Jenkins XStream XML deserialization RCE

This repository contains a Python exploit script (CVE-2016-0792.py) targeting Jenkins servers vulnerable to CVE-2016-0792, a remote code execution vulnerability. The exploit works by programmatically creating a new Jenkins job with a malicious shell command payload, which runs an exfiltration binary in the background, monitors its process, and attempts to contact an exfiltration server at http://exfiltration:8080. The script then triggers the job and monitors its output via Jenkins' API. The exploit assumes the Jenkins server is accessible at http://web:8080 and that the exfiltration binary is present at /usr/local/bin/exfiltrate. The repository also includes a minimal README. The main attack vector is network-based, exploiting Jenkins' job creation and build features to achieve remote code execution.
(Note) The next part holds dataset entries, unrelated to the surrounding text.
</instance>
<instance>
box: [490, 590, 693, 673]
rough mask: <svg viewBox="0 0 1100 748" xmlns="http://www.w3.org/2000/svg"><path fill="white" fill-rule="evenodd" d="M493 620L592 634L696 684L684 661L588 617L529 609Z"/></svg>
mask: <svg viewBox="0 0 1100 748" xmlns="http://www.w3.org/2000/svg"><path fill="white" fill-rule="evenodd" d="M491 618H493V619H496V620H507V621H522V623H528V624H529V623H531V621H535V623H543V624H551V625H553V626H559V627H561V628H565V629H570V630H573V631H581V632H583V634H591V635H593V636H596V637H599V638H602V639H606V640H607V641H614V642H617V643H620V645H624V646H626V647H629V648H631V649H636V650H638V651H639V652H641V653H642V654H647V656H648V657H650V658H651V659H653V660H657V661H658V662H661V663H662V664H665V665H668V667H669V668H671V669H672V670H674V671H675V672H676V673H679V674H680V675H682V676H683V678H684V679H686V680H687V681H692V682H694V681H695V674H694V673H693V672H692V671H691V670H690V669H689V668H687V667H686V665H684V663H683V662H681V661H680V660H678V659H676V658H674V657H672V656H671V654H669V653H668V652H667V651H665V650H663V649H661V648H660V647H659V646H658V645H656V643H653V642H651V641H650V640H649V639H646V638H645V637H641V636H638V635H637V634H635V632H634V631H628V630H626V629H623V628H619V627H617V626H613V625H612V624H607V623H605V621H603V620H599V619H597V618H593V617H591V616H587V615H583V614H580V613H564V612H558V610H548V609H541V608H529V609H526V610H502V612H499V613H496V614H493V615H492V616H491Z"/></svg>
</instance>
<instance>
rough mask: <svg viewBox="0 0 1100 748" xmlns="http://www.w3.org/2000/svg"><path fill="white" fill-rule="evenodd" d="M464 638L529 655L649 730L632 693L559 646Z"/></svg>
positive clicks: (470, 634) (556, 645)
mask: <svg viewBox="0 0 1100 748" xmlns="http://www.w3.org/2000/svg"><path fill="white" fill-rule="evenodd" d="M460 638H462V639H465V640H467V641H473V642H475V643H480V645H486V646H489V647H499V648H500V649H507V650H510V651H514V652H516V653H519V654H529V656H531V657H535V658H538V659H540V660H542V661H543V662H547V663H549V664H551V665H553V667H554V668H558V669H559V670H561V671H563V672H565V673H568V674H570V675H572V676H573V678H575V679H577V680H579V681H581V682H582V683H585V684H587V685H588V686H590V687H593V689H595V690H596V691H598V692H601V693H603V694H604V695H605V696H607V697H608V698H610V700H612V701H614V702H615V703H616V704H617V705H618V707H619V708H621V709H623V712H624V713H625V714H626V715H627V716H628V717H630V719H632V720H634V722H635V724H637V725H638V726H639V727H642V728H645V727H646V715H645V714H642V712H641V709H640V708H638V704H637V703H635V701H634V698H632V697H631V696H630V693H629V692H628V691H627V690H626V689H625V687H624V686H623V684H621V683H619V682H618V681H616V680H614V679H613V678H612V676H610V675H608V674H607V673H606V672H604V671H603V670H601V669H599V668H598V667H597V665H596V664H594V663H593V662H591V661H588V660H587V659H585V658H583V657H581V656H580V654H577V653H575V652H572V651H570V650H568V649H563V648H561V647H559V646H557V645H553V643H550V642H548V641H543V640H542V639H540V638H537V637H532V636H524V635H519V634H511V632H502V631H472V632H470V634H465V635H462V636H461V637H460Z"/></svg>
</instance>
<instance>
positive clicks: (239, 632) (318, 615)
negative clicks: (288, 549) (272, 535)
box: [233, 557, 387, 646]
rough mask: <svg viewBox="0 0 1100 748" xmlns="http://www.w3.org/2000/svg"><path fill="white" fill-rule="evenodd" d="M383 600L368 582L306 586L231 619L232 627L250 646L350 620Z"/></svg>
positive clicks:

The script is operational and demonstrates a real-world attack scenario, though it requires a specific environment (vulnerable Jenkins, exfiltration binary, and exfiltration server) to function fully.

This repository contains a Python-based exploit for Jenkins CVE-2016-0792, a remote code execution vulnerability in Jenkins versions prior to 1.650. The main exploit logic resides in 'exploit.py', which checks if the target Jenkins server is online, verifies its version via the 'X-Jenkins' HTTP header, and if vulnerable, sends a crafted XML payload to the '/createItem' endpoint to trigger command execution. The payload is generated by 'prepare_payload.py', which constructs an XML object that leverages Groovy's Expando and Java's ProcessBuilder to execute arbitrary commands. The exploit requires Python 3.6+ and the 'requests' library. The README provides usage instructions and references to further documentation. No hardcoded IPs or credentials are present; the exploit is generic and requires the attacker to specify the target URL and command to execute. The attack vector is network-based, targeting Jenkins servers accessible over HTTP.